Modesty is another shiny medal that could be added to the band’s already gleaming belt of heavyweight status. Last year they played to record numbers of crowds at summer favourites such as Glastonbury, Shambala and Bristol’s Harbour Festival. It seems even the band themselves were awestruck by the kind of reception they received, as Josh recalls shaking his head: “Playing 2-3000 I was so fucking psyched. Literally just went out there and went mental, you’re like another person. You get off and you’re like what the fuck just happened.” Successes aside, this summer sees a big step forward in terms of studio time, which means an unfortunate step back from the calling limelight. You see the Hit Ups have orchestrated a royal coup, to record with the studio technician to legendary Portishead. Not only is this a firmly planted tread in the footsteps of the aforementioned, it also marks a change in how exactly the band put their work together. “The stamp of the production makes such a difference. We’ve definitely changed how we record; it used to be like 6 or 7 songs per go, now we’re just doing 2. We want them to be perfectly sculpted.” And masterpieces they are indeed, with Welcome To The Discoteque being of particular note – containing obscenely perfect riffs and a hook as catchy as Swine Flu.

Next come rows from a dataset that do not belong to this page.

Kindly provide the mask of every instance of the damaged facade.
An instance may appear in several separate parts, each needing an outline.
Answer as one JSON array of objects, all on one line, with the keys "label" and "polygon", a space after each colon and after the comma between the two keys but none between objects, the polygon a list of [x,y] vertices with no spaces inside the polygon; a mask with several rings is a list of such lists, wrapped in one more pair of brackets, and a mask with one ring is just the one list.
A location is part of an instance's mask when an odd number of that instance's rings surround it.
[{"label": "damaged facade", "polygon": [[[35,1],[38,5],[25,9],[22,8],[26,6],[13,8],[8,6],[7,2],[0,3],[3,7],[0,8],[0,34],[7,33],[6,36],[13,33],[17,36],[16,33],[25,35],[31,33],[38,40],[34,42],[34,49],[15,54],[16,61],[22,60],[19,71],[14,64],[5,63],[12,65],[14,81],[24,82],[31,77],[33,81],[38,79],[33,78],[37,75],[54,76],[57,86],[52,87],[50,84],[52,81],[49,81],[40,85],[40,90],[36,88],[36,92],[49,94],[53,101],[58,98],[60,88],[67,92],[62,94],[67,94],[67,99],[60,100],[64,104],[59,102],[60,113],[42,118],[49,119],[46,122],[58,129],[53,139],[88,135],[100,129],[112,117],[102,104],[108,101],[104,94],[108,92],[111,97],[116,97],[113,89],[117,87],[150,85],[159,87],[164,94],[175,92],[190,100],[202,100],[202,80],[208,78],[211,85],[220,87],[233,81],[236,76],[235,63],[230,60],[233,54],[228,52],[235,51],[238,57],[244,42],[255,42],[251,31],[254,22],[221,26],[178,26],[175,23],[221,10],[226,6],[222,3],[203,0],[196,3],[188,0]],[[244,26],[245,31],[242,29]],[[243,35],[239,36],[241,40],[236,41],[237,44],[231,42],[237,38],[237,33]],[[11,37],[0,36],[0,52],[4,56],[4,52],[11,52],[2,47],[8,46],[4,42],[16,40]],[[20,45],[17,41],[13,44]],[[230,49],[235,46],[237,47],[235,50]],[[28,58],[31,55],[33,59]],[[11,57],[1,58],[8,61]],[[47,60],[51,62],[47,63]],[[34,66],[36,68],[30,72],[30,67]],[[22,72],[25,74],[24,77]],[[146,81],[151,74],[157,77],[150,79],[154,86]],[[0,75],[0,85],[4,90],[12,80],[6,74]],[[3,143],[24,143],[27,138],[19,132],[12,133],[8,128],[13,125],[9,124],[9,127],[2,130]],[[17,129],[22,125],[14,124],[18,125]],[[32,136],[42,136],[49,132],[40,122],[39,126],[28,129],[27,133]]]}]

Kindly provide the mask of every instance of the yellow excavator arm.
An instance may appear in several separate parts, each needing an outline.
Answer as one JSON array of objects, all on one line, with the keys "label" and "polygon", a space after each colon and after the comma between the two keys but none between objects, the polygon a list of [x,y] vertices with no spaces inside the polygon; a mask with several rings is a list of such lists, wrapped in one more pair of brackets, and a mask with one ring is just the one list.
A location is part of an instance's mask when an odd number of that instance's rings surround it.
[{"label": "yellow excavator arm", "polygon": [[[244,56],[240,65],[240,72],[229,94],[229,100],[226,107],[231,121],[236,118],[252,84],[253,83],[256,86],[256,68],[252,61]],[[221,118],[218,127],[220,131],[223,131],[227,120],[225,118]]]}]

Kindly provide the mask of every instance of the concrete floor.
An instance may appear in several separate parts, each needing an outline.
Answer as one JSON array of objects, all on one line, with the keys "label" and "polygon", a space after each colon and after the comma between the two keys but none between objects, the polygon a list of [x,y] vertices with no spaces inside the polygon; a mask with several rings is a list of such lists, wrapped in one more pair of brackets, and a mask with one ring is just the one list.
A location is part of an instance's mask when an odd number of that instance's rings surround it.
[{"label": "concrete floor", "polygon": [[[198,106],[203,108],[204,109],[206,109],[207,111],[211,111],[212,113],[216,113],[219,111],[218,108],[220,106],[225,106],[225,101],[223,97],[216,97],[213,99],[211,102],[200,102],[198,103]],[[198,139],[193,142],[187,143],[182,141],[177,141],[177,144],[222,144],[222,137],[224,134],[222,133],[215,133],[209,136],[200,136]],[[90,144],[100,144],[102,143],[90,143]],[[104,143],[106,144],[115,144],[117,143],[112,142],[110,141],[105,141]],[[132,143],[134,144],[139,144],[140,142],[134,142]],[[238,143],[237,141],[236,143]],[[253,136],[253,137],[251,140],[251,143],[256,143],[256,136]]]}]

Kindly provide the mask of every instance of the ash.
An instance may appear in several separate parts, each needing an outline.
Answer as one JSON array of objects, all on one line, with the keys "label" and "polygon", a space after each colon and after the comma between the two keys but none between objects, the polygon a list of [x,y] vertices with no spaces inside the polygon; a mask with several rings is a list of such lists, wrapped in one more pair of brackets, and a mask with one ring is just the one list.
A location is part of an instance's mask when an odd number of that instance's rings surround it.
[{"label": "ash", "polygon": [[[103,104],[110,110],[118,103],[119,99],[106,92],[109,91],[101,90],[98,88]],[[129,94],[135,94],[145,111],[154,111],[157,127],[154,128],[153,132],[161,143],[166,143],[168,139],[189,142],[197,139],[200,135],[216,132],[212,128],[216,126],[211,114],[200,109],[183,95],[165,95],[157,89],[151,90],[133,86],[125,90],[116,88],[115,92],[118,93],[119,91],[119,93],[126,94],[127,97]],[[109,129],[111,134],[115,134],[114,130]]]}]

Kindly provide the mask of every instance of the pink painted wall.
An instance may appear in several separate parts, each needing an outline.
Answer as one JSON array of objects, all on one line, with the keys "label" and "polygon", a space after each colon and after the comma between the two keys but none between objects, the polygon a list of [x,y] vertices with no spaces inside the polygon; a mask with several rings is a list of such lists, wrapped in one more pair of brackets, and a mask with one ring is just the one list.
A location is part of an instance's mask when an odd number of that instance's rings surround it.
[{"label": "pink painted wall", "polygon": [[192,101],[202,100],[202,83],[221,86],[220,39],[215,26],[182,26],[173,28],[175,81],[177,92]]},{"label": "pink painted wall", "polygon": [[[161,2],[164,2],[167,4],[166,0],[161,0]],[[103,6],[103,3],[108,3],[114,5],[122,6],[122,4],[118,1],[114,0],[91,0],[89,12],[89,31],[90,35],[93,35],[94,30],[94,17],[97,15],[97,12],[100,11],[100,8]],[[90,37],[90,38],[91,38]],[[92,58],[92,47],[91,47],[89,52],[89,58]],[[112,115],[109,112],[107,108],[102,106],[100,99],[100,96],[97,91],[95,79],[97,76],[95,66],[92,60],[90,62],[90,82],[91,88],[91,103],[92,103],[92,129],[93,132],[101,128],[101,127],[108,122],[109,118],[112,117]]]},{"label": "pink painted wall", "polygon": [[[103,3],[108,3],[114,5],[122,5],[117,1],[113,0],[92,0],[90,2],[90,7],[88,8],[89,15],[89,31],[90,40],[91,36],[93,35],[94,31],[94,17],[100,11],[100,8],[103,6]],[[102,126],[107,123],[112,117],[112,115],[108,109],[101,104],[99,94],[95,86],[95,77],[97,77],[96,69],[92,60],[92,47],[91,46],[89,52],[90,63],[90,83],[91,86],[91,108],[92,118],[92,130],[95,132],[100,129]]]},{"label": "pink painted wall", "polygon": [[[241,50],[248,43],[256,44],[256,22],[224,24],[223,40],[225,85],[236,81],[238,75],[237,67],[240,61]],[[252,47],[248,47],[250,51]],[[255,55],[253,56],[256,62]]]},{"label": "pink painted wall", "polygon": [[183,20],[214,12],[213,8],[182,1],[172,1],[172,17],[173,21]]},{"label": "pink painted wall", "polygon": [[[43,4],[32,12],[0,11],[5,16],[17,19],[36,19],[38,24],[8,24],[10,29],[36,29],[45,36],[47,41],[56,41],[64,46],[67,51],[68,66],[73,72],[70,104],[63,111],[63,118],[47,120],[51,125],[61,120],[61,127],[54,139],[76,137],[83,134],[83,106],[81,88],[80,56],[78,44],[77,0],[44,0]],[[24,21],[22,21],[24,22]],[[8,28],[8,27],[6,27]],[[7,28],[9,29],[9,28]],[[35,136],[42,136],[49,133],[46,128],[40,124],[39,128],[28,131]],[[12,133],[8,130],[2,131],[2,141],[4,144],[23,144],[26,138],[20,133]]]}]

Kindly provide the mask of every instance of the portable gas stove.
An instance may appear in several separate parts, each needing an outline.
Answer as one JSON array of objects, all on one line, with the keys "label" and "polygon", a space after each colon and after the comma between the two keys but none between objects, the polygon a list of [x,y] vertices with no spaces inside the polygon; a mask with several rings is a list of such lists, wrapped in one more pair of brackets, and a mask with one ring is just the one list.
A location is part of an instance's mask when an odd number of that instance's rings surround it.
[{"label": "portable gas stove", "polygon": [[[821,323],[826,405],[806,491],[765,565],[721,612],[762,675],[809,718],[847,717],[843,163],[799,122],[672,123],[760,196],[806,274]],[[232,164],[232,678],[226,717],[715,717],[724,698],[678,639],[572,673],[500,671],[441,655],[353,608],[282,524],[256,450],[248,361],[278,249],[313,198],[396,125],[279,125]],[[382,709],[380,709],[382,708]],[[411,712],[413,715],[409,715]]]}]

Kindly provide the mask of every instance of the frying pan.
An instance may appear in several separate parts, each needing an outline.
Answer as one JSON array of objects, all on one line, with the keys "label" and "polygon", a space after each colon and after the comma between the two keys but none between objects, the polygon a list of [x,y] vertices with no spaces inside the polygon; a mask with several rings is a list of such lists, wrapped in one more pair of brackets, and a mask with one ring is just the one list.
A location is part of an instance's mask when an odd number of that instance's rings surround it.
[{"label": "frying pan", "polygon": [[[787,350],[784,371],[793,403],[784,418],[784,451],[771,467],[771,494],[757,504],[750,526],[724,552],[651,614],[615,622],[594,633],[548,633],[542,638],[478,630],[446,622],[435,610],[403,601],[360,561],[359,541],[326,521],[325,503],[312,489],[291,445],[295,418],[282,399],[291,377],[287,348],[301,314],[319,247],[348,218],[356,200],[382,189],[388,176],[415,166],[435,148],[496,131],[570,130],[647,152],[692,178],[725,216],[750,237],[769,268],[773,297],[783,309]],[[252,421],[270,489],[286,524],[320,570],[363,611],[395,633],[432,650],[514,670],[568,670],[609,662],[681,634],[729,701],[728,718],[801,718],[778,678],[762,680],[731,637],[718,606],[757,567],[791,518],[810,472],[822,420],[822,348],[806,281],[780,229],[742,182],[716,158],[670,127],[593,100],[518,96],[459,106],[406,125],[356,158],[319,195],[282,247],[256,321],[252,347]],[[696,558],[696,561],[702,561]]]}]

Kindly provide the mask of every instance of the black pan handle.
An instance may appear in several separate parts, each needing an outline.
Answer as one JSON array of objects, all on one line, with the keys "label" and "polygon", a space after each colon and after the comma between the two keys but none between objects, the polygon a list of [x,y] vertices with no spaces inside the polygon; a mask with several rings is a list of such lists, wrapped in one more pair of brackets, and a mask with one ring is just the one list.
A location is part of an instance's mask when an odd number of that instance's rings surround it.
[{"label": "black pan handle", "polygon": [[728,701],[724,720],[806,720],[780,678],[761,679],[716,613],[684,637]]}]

Every factor of the boys lives seems to be pivoted towards the ultimate success of the music, Josh and Sam both work at leading gig venues in Bristol, providing an invaluable source of guerrilla promotions opportunities. It has to be said, that it is undeniably hard to strive in a city where it could be said that the music scene is just too good. “If you cant back your stuff up with the right image and gigs then it just falls flat. Bristol is so saturated with music; people can sometimes see it as disposable. You’ve got to be somebody people are interested in being a part of. There’s no room to let it get too static.”
As the interview draws to a close, there’s the inevitable question hanging in the air, or standing unavoidable as the proverbial elephant in the room; after so many years, why still do it? Obvious exclamations of ‘It’s all the about the music’ aside, Sam looks up plainly and says, “Not long ago, a guy came up to me after a gig and said he saw us a couple of years ago but hadn’t been since. I didn’t know whether to be offended or what, then he said he’d been in Afghanistan and him and his mates had listened to our CD all the time that they were out there; and it was so nice, so weird but so nice to think that your music means more to people than you might think. We put everything into what we’re doing, its amazing to know it comes back.” What better reason is there for doing what you’re doing than that?